The monthly meeting of the Federal Open Market Committee that gets underway on Tuesday is expected to begin the long-awaited, long-delayed process of normalizing interest rates.

Interest Rates, Cap Rates Don't Move in Lockstep
By Kelsi Maree Borland | National

NEW YORK CITY—The monthly meeting of the Federal Open Market Committee that gets underway on Tuesday is expected to begin the long-awaited, long-delayed process of normalizing interest rates. With the prospect of near-term action by the Federal Reserve, “real estate investors are worried,” as a new report from TIAA-CREF Asset Management puts it. A specific concern is the effect of rising interest rates on cap rates and valuations.

“Investors’ fears tend to focus on the arithmetic showing that rising interest rates result in increasing cap rates and, all else equal, declining property values,” according to the TIAA-CREF report. “The problem is that the relationship between interest rates and cap rates is more complex and typically, all else is not equal.”
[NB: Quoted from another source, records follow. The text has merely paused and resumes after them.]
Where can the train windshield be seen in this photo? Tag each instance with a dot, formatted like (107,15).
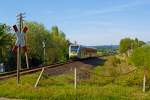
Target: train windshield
(74,48)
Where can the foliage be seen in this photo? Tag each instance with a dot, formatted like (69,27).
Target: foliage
(55,44)
(127,45)
(61,87)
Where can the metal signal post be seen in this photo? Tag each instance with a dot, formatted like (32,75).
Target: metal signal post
(20,20)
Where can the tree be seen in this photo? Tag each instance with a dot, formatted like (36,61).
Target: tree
(35,36)
(56,45)
(141,57)
(127,45)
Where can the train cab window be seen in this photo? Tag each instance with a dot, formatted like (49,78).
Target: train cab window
(74,48)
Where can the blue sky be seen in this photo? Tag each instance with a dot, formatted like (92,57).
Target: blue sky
(89,22)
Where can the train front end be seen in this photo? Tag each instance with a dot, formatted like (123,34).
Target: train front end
(73,51)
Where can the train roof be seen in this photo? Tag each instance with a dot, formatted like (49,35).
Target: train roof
(87,48)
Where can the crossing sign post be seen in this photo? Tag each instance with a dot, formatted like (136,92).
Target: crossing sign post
(20,43)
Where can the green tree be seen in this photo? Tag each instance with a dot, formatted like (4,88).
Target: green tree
(56,45)
(141,57)
(127,45)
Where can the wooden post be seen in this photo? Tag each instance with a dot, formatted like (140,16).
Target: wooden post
(75,78)
(18,64)
(144,81)
(27,60)
(39,78)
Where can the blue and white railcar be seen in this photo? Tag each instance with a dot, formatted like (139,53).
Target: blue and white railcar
(79,51)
Historical data show that cap rates and 10-year Treasury yields don’t necessarily move in lockstep. More importantly, the report says, the data show that changes in Treasury yields don’t necessarily result in changes in cap rates. “Even assuming lags between interest rate and cap rate changes, analysis found no statistically significant relationship between the two variables,” the report states.
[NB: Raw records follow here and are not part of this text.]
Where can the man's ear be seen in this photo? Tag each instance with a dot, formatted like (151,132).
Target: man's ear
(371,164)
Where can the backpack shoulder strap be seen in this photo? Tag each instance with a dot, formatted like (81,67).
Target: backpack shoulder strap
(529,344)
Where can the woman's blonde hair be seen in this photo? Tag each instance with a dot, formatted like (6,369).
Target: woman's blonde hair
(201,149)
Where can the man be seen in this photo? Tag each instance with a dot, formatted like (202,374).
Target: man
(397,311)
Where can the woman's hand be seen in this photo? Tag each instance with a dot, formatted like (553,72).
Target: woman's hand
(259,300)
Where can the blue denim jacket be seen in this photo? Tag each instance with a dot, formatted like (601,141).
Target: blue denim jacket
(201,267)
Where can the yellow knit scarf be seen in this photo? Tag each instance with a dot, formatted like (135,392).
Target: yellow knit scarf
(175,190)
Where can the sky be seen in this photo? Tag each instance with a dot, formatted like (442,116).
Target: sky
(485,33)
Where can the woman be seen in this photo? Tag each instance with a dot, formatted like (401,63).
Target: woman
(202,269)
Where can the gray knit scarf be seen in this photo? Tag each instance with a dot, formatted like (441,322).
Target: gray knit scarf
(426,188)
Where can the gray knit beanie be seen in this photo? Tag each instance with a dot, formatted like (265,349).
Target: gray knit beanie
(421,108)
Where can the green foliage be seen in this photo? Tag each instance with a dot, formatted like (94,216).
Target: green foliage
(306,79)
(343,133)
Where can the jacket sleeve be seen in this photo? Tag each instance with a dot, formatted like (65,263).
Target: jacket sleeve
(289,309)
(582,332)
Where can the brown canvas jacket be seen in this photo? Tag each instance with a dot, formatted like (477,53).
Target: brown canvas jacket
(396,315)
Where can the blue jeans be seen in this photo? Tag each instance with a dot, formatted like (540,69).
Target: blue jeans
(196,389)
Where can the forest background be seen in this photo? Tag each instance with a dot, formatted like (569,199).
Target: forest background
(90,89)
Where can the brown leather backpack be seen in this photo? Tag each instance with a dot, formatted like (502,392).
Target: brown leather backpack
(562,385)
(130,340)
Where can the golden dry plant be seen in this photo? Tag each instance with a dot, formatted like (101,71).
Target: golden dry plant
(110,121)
Cap rates are influenced by “a wider network of variables beyond interest rates,” including real estate fundamentals, capital flows and investor risk appetite. Thus, the impact of rising interest rates on real estate performance is difficult to predict, according to the TIAA-CREF report. “Indeed, the outlook for real estate in a rising rate environment depends on a variety of factors specific to the current and expected economic and property market environments.”

While the report acknowledges that fears that the eventual rise in interest rates will result in higher cap rates and declining property values “seem reasonable,” in fact these anxieties “oversimplify and ignore variables that have the potential to offset value declines.” It cites a number of factors that can protect overall property performance in a rising interest rate environment, such as the spread between cap rates and 10-year Treasury yields.
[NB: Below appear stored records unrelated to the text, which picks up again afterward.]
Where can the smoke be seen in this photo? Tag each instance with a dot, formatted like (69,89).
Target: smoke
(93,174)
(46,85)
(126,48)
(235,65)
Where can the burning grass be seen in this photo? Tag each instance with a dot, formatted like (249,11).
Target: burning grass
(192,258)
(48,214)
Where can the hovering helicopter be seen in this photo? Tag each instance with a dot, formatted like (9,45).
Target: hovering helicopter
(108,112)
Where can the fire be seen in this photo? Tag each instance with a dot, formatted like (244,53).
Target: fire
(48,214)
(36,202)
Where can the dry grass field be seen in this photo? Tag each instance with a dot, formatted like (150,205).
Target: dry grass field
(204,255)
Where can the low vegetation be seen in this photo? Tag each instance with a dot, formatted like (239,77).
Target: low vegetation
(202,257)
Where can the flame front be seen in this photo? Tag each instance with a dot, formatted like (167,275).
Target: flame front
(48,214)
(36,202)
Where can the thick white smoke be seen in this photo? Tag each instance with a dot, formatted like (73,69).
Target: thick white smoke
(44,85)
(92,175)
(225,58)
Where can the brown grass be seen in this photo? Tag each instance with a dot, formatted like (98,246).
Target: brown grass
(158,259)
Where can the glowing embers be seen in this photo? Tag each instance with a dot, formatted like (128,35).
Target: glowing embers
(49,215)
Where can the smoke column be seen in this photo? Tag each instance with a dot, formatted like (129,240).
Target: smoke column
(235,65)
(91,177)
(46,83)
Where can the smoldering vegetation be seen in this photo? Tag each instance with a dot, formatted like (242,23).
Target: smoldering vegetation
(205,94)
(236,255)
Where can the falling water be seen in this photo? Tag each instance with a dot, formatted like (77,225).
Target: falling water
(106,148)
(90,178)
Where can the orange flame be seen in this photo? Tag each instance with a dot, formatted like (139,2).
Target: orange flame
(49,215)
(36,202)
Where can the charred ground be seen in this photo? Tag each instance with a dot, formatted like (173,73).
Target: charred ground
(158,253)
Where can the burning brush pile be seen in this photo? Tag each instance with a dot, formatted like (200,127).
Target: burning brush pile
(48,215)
The current cap rate spread, for instance, is just over 300 basis points, about 30 bps higher than the long-term historical average of 270 bps. “The extra spread can absorb a small increase in 10-year Treasury yields and/or a further reduction in cap rates before property values are affected,” according to the report, and therefore can be seen as a “a slight protective buffer” from the expected rise in interest rates.

Another factor is the expected drop in unemployment to below 5% in 2016 as the economy continues to strengthen. “The expected economic and jobs strength has positive implications for real estate occupancies, rent growth and NOI growth,” according to the TIAA-CREF report. “These factors can help offset, at least partially, any adverse price impacts of rising cap rates.”

TIAA-CREF also sees some protection in common underwriting practices. Property valuations usually assume a holding period increase of 50 to 100 bps in the cap rate over the initial acquisition rate, and therefore cap rate increases are typically accounted for in return expectations. Accordingly, he report says, “investors should not fear cap rate increases that they expect, only the ones that they do not anticipate.”

The timing of cap rate changes also has an effect. “In the near term, cap rate increases can have a dramatic impact on property performance,” the report states. “Yet real estate performance is less sensitive to cap rate changes as the investment horizon lengthens. Time has the potential to heal most, but likely not all, wounds from rising cap rates through the magic of compounding annual NOI growth rates.”